To help alleviate these pain points, third-party logistics providers (3PLs) like Hanson Logistics have been investing in supply chain, logistics, and transportation applications that help customers work smarter, better, and faster without the need for big IT investments.

Gaining a Competitive Edge

By leveraging their 3PL’s technology investments, companies are getting systems up and running faster, avoiding lengthy implementation times, and blissfully ignoring ongoing upgrade and maintenance issues.

“To gain an edge in a competitive market, 3PL providers stay up to date with the latest developments in technology so you don’t have to,” writes Global Trade Magazine’s Steve Lowery in “Going it Alone.” “The software that 3PLs create can provide visibility to monitor the entire supply chain through advanced reporting, helping inventory management, logistics planning, and many other business processes.”

In addition, Lowery points out that sophisticated software systems analyze and track processes to eliminate inefficient areas and fast track necessary links in the chain. “By outsourcing logistics needs to a 3PL,” he writes, “a company is able to focus more on its core competencies while being ensured that its logistics needs are being handled by reliable, seasoned professionals who are not only good at what they do but constantly looking for the newest ways to improve clients’ tech options.”

Technology: The Missing Link

Already working directly with shippers to manage transportation of products in the most economically feasible and efficient manner possible, logistics providers rely heavily on technology to determine the best rates, select the best routes, and track shipments as they move around the world.

The same providers are using online platforms, websites, mobile devices, EDI, and password-protected platforms to share information with customers in real-time, thus taking on the technology investment burden and equipping multiple customers in the process.

For example, 3PLs use transportation management systems (TMS) to orchestrate product movement across the supply chain and the related transportation choices. Using reports and data, the software gives the 3PL visibility into the customer’s supply chain performance and supports future decision making.
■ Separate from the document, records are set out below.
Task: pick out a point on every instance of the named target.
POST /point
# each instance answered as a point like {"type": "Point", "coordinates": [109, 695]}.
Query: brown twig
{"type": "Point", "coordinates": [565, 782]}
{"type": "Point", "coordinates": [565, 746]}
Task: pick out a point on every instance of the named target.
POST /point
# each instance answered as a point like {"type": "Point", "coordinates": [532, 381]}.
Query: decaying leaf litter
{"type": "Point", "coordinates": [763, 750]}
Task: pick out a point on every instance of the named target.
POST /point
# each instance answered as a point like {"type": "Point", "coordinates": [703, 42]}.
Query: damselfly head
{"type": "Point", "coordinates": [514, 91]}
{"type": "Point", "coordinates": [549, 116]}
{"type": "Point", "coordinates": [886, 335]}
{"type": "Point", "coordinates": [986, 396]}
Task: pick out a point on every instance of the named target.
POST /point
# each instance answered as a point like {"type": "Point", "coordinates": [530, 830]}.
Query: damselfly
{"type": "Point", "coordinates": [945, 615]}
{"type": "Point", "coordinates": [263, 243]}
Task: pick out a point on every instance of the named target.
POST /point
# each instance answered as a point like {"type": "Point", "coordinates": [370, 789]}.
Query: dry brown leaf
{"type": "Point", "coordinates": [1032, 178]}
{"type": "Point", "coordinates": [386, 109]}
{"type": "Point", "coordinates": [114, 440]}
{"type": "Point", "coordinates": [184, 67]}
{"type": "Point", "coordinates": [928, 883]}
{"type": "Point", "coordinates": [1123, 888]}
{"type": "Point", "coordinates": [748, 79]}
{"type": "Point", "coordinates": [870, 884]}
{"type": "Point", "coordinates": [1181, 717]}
At Hanson Logistics, we continually invest in upgrades to our supply chain systems. For example, through Infor’s Supply Chain Management System, all customers have secure access to their own inventory information, in addition to real-time order status visibility, inventory availability, and shipment status. The system has built-in parameters that are triggered in the event of back orders, order acknowledgement, shipments, or delays. This enables shippers to manage exceptions via pager, text, fax, email, or other means of communications with their contacts. In addition to dovetailing with our WMS, Hanson’s Transportation Management System (TMS) offers:

  • Track & trace, allowing customers and Hanson staff to track shipments through delivery
  • Customer defined reference numbers for added continuity
  • Secure access that gives shippers and authorized consignees tracking ability for transparent customer service
  • Easy-to-use interface for customizing event management and notification preferences
  • 24/7 access to instant rate information, carrier performance, and costing matrix, and reporting by carrier, location, date, activity, etc.

By leveraging these and other capabilities directly through your 3PL, you gain insights into the TMS-generated data that helps your company supply a high degree of customer service and satisfaction to its own clients. With a bigger emphasis being placed on the customer experience, having these real-time, actionable insights in today’s competitive business environment can mean the difference between a long-term customer and an unsatisfied client.